El caso desencadenante fue el secuestro, suplicio y asesinato de un agente de la DEA (Drug Enforcement Agency), Enrique Camarena, por narcos mexicanos en 1990.

La Suprema Corte de EE.UU. emitió entonces una resolución que contenía la esencia de la doctrina de las soberanías limitadas. Sirvió de soporte legal para una intervención secreta de la DEA en México donde secuestró a varios oficiales de policía. También apoyó la invasión de Panamá y el secuestro del general Noriega acusado de narcotraficante el mismo año.

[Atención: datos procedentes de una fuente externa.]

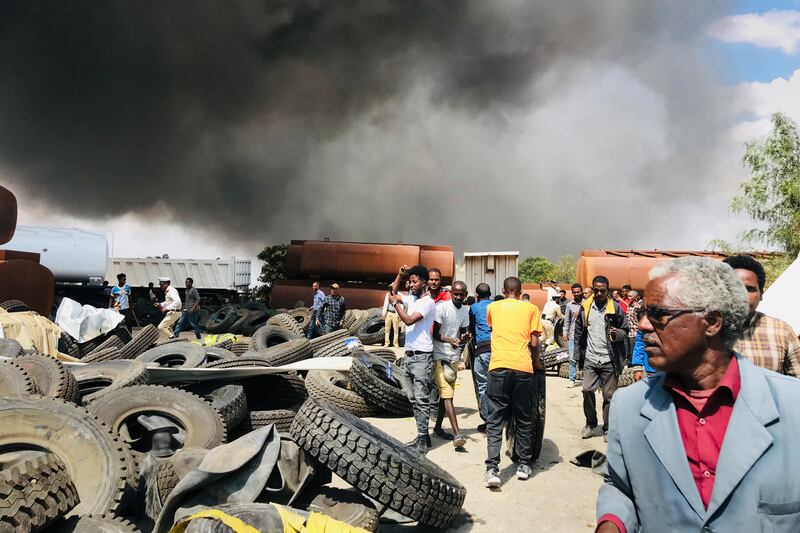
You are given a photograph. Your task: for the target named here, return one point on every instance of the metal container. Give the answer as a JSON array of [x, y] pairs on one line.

Uno de los hechos más recientes que pretende enmarcarse en la mencionada doctrina es el juicio al ex presidente de Yugoslavia, Slovodan Milosevic por crímenes de guerra y genocidio. Este juicio en un tribunal internacional fue patrocinado con todo entusiasmo por USA cuyas fuerzas armadas participaron en la guerra de secesión yugoslava.

El violento viraje hacia una política aislacionista del presidente Bush no significa que USA deje de inmiscuirse en asuntos internos de otros países como Afganistán, Venezuela o Filipinas. Sino que en lugar de hacerlo en nombre de la salvaguarda universal de los derechos humanos, lo hace en preservación de sus intereses, cosa que quedó bien clara en el discurso de su presidente el 11 de Septiembre de 2001.

Dentro de la ley, todo. Fuera de la ley,todo

El rechazo del pacto internacional resguarda a ciudadanos norteamericanos como Henry Kissinger, reclamado por varios jueces en varios países, implicado en casos de genocidio cuando era secretario de estado.

Una política internacional tan belicosa como la que guió las tácticas del famoso Dr K, puede reproducir émulos siempre que se les den ciertas garantías.

Cuando por inercia de la globalización el mundo político sigue preconizando la limitación de la soberanía de los países en aras del bien de la humanidad, hay dos formas de interpretar este desplante norteamericano.

Una es que pretende la impunidad para sus súbditos, hagan lo que hagan y donde lo hagan, siempre que se refugien en su soberanía. Otra es que Estados Unidos es una nación soberana orgullosa de sí misma, cuando otros países disimulan su baja autoestima en el estado gaseoso de la universalidad.

Si las demás naciones defendieran su soberanía como USA, probablemente la Doctrina de Soberanías Limitadas hubiera quedado limitada al claustro de la suprema corte de aquel país. En la Argentina, por ejemplo, no se hubiera derogado la ley de subversión económica para satisfacer las exigencias del FMI, organismo sincronizado con el voluble gobierno de George Walker Bush.